YESSSSSSS!!!!!! I agree 1000%.:techman::)
 
I'm sorry...I'd really like to agree with you for once Gaith but I have to respectfully disagree.
Someday, Admiral... someday. :p

I think they're all great movies, but the truth is, when I'm in the mood for a more serious movie, I'll pop in a Nolav Batman movie and when I want a fun, goofy movie, I'll pop in one of the Iron Man movies.
Well, I think Batman Begins is about as serious as Zombieland, so... ;)

A Sense of History

How often does a superhero movie engage with history in any meaninful (let alone interesting) way? To most tentpole pics, "history" either refers to strictly personal family history (an anecdote or two of Aunt May's about Uncle Ben), or total bullshit (an alien robot frozen inside the Hoover Dam). IM2, however, gives us plot points integrally tied to the post-War economic and technological boom, the military-industrial complex, the Cold War and World's Fairs, with hints of Disneyesque Americana and the inherited weakness for alcoholism. Even its outlandish present (North Korea building WMDs) engages with reality rather than ignoring it in favor of some urban decay fantasy (The Dark Knight and its preposterously powerful mobs) or random/anonymous shiny city (Superman Returns, Tron).

This, folks, is that rare gem: a blockbuster with brains.
Yes, the movie does pull all of that together nicely, but it isn't necessary. But, I fail to see why it makes it superior over other movies. Some movies are grander in scale and others are more toned down. Neither necessarily makes the movie better or worse.
Well, call me a history nerd, but I think that a movie's brains and overall quality often go hand in hand, and whereas, say, Batman Begins is a pretty dumb movie with nothing to say, IM2 is a pretty smart movie that says a lot about the past and present.
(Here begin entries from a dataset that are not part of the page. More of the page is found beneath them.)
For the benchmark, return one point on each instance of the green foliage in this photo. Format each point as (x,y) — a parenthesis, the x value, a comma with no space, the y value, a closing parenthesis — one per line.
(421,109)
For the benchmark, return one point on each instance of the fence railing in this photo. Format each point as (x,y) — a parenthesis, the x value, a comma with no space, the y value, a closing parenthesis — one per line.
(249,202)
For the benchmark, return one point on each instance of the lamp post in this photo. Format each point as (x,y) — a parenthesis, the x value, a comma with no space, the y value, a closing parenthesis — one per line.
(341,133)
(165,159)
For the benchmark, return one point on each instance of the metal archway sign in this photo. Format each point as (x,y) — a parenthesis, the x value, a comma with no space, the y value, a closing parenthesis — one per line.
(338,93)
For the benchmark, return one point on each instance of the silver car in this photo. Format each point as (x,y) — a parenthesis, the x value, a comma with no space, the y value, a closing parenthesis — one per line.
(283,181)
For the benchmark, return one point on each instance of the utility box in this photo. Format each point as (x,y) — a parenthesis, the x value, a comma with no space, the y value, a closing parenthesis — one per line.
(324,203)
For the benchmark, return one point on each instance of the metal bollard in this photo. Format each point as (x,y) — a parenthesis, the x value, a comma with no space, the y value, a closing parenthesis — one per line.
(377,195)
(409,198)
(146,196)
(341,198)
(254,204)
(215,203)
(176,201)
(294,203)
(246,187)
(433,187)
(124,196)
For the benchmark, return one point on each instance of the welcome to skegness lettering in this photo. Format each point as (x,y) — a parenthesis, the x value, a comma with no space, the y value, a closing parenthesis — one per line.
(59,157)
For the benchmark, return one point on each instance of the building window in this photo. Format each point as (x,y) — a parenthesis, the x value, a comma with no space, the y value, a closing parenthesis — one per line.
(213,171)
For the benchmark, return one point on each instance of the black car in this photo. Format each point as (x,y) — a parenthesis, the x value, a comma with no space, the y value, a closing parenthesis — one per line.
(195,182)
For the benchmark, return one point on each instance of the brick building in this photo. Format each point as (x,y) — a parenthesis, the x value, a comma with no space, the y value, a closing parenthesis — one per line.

I agree Justin Hammer was useless. A poorly written character who really posed no threat to IM in any way. In fact his character could have been eliminated completely from the movie and been replaced by the Senator character at every point in the story.
Nope. By mirroring Tony in many ways (occupation, trying to seduce the reporter), he helped Tony see not only how amoral he used to be before his capture, but also how shallow he used to be... thus playing another part in Tony's maturation. Just because no one ever said this onscreen doesn't mean that's not what they were going for, and it totally works, imo.
 
I agree Justin Hammer was useless. A poorly written character who really posed no threat to IM in any way. In fact his character could have been eliminated completely from the movie and been replaced by the Senator character at every point in the story.
Nope. By mirroring Tony in many ways (occupation, trying to seduce the reporter), he helped Tony see not only how amoral he used to be before his capture, but also how shallow he used to be... thus playing another part in Tony's maturation. Just because no one ever said this onscreen doesn't mean that's not what they were going for, and it totally works, imo.

Justin Hammer, at least the 616 version, was supposed to be more like the Byrne-era Lex Luthor. A billionaire who's untouchable in a lot of ways. The hero can thwart him, but can't really defeat him because he's too rich, too shadowy and too smart.

Too bad no one remembers Edwin Cord. An industrialist who was in direct competition with Stark and who wanted to prove he was better... and wasn't. He built various suits of powered armor, got involved in nefarious dealings to beat Stark, and finally went down in flames. The character in the movie was tailor-made for this. And playing him as Tony's "mirror" would have given some depth to Cord and improved him over the comics version. Sure beats committing character assassination on a Justin Hammer who shouldn't have been there.
 
Sure beats committing character assassination on a Justin Hammer who shouldn't have been there.

Is it really character assassination if no one has heard of either Cord or Hammer?

And the Russian guy was a mixture of character too, was that character assassination?

Hammer and Cord aren't like Lex Luthor known. I read comics for years, not a lot of Iron Man, true, but I had never heard of those two.